А очнулся он уже здесь, в зиндане — бетонной яме, где прямо на полу валялись матрацы.
Он открыл глаза, и первое, что услышал, был возглас: «Ну, слава богу! Очнулся!» Над ним, стоя вокруг него на коленях, склонились трое, и в глазах их было что-то странное. Какое-то острое, буквально физически ощущаемое выражение. Страх? Тревога? Беспокойство за состояние его здоровья?
Разгуляев приподнялся, пытаясь оглядеться, и тут же непроизвольно застонал — в затылок тысячами иголок впилась боль. Да и вся голова гудела, как колокол, а картинка перед глазами плыла, не позволяя сосредоточить взгляд на окружающих предметах.
— Тише вы, лежите лучше, — заботливо проговорил один из мужчин, склонившихся над ним. — Может, у вас и сотрясение мозга случилось — после такого-то удара не мудрено. Шишка вон выскочила — на полголовы.
Василий закрыл глаза и, подняв руки, попытался ощупать голову. Да, прав товарищ — гузак на затылке вырос — будь здоров. И правая рука здорово болела — это ж надо было так неаккуратно удариться!
— Где это мы? — спросил Василий, и не сразу узнал свой голос — в горле пересохло, язык прилип к нёбу, и звуки, которые издавали его голосовые связки, изменились до неузнаваемости. — Воды можно попросить?
— В тюрьме, — услышал в ответ. — А воды сейчас дадим, с этим проблем нет…

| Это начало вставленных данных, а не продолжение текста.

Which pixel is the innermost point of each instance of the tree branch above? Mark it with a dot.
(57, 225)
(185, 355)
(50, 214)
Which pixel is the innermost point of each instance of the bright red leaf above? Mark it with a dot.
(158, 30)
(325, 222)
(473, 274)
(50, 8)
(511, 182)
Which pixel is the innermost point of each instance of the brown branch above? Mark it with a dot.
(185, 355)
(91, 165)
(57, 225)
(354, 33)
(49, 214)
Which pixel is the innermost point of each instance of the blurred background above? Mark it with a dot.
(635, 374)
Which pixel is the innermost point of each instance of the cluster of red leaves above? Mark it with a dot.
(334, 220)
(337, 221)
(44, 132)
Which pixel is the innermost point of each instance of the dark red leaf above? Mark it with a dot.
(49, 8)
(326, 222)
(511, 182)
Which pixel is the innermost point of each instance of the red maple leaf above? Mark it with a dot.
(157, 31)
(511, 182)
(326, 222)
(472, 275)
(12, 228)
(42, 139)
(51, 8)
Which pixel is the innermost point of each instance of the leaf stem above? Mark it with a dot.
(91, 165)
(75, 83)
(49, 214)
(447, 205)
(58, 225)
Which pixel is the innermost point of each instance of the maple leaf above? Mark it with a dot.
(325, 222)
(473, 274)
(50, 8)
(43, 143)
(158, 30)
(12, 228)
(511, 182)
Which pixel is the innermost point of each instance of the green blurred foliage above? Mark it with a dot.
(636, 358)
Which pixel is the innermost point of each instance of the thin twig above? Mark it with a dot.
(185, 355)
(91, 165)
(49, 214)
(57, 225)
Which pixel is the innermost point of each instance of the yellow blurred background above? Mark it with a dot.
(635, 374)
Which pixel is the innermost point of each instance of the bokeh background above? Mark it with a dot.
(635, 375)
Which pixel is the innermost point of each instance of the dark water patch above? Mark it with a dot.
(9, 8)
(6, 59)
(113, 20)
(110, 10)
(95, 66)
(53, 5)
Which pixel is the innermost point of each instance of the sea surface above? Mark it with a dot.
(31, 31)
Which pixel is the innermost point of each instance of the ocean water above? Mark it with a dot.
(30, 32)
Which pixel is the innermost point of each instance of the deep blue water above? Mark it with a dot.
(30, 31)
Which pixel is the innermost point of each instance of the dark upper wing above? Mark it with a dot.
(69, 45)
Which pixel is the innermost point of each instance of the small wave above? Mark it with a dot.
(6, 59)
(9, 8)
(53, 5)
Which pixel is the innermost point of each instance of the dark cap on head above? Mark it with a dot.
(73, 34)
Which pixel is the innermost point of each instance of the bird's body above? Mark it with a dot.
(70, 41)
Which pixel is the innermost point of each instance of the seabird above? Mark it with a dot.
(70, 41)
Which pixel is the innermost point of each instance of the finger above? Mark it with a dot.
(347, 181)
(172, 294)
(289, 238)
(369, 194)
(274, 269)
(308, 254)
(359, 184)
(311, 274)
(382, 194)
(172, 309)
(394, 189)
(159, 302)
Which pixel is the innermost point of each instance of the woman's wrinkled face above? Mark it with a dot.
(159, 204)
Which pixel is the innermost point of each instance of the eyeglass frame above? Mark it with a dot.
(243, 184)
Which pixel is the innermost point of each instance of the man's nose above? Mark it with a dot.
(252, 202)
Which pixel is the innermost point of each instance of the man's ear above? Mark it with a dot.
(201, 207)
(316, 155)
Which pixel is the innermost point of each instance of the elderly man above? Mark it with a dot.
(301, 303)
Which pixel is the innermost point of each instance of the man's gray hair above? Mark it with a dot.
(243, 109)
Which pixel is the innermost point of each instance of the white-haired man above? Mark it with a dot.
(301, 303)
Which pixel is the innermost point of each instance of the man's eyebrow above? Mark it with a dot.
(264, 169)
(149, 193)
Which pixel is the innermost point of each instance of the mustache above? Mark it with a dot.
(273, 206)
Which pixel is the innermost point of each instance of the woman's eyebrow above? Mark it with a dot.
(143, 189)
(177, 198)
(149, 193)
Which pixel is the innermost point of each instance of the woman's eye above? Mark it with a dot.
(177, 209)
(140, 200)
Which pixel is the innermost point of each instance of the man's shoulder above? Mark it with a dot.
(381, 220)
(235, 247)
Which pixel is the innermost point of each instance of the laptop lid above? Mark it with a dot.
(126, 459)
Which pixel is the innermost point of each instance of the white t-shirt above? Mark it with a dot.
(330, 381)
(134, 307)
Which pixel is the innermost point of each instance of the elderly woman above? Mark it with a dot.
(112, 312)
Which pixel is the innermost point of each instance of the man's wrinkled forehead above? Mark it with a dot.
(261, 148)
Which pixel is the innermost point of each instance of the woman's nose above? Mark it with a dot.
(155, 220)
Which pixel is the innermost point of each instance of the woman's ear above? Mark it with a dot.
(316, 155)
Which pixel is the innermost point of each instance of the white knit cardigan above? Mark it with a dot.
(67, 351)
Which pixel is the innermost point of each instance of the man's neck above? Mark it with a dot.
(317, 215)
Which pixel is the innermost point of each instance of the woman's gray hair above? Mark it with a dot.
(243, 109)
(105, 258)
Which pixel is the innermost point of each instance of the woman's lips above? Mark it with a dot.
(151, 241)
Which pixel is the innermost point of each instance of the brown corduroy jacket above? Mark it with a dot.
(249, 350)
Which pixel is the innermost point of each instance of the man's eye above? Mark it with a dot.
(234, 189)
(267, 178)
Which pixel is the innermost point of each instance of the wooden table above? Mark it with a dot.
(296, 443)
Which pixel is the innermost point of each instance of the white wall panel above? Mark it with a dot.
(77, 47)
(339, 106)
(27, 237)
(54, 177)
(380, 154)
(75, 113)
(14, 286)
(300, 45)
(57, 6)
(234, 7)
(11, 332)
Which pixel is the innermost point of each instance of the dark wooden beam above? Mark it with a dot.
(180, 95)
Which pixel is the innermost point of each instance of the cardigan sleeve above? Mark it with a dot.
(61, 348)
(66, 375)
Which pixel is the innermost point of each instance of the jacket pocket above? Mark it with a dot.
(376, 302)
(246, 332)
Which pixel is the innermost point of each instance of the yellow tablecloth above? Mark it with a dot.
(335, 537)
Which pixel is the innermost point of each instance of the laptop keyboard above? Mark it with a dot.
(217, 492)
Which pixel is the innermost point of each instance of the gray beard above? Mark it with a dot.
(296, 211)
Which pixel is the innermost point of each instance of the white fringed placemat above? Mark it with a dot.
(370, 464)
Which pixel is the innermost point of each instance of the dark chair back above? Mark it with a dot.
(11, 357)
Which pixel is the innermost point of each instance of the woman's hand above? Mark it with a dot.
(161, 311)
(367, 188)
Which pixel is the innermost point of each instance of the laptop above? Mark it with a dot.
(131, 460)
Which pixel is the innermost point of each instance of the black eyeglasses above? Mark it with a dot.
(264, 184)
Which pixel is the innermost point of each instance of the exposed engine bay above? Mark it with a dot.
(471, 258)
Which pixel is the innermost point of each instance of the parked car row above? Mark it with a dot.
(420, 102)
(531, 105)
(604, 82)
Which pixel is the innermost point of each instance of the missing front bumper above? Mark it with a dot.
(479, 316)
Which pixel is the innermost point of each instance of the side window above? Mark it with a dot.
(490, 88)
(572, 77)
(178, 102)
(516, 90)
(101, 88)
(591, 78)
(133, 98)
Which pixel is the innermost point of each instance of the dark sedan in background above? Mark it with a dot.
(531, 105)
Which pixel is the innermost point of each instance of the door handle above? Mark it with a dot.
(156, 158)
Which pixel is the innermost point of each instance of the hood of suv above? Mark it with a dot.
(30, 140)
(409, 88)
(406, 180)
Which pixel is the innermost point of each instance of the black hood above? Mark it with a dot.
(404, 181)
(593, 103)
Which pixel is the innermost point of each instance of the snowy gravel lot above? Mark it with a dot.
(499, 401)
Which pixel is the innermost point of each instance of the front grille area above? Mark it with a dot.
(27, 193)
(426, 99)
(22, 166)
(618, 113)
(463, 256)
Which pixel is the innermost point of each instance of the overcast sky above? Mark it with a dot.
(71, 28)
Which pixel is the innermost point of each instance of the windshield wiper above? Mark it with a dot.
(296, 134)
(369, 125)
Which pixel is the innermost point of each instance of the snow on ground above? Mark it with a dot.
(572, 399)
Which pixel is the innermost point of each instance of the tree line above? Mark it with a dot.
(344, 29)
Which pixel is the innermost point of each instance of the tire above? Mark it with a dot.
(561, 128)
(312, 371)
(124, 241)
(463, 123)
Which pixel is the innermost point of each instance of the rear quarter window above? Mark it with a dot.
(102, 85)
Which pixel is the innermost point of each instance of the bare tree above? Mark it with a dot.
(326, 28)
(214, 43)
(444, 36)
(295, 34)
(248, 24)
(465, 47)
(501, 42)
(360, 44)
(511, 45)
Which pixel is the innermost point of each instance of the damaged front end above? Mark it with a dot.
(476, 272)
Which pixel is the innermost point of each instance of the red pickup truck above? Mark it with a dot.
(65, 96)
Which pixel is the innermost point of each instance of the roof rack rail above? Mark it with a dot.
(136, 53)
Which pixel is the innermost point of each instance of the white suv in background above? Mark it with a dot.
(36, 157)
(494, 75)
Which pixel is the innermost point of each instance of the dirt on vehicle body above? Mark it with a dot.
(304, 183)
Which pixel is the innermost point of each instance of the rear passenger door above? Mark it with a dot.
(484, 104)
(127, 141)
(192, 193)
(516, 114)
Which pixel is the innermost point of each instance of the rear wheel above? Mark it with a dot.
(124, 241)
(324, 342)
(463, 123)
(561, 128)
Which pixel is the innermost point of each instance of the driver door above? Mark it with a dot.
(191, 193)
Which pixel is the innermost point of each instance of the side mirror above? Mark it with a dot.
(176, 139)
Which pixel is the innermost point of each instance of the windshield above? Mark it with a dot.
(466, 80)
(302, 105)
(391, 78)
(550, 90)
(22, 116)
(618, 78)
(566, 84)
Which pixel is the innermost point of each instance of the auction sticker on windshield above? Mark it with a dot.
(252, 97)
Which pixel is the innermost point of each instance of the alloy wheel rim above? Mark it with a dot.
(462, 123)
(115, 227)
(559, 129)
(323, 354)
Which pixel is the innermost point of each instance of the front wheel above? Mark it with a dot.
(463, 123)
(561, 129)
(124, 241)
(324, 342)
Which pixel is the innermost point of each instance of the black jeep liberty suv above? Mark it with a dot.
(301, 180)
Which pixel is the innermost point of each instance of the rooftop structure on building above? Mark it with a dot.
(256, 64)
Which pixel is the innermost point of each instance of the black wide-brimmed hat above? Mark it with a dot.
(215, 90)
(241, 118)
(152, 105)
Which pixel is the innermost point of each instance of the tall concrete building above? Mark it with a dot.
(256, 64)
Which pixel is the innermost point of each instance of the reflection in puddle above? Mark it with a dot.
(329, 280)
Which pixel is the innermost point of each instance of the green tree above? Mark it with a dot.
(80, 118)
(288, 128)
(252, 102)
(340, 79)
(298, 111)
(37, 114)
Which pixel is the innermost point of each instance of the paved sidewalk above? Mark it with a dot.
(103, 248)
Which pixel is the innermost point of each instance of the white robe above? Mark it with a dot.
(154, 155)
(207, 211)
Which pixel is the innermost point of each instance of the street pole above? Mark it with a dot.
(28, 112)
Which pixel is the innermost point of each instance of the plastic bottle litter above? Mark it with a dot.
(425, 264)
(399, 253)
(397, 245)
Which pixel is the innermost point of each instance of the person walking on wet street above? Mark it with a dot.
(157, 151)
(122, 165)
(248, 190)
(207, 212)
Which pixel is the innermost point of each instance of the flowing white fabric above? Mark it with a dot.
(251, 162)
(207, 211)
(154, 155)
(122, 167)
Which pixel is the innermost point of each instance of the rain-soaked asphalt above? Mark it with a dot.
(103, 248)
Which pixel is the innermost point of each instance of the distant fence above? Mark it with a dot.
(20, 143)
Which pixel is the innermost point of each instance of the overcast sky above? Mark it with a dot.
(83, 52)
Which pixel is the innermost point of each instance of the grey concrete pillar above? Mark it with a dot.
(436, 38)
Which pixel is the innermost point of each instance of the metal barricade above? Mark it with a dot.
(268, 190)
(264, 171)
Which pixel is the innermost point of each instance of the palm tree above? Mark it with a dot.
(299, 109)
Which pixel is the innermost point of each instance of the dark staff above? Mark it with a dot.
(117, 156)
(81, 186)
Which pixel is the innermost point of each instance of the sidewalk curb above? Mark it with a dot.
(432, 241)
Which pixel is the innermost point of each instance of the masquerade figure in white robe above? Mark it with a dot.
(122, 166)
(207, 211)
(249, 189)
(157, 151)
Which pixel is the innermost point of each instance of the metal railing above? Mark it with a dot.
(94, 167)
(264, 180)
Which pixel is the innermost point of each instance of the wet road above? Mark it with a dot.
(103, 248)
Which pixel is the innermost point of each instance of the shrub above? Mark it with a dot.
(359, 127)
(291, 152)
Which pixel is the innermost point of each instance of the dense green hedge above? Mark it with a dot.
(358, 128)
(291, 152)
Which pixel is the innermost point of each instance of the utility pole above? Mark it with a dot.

Оказалось, что эти трое его собратьев по несчастью — зрители злополучного концерта, завершившегося грандиозным потопом. Их тоже выловили из воды. Они тоже обрадовались спасению. И тоже, как и Разгуляев, вскоре оказались в этой камере.
Трудно сказать, сколько часов они здесь уже просидели. Судя по тому, что их уже дважды кормили какой-то рисовой похлебкой с рыбой, наверное, не меньше двух суток.
Время шло. Голова у Разгуляева уже почти прошла, плечо тоже болело меньше. Куда сильнее беспокоило и его, и его сокамерников чувство полной неопределенности. Никто к ним не приходил. Да и как сюда можно было прийти? Сверху, через откидывавшуюся решетку, к ним опускали харчи — похлебку, воду, лепешки. Никто ничего не сообщал, не объяснял, за что они здесь находятся и как долго это будет продолжаться.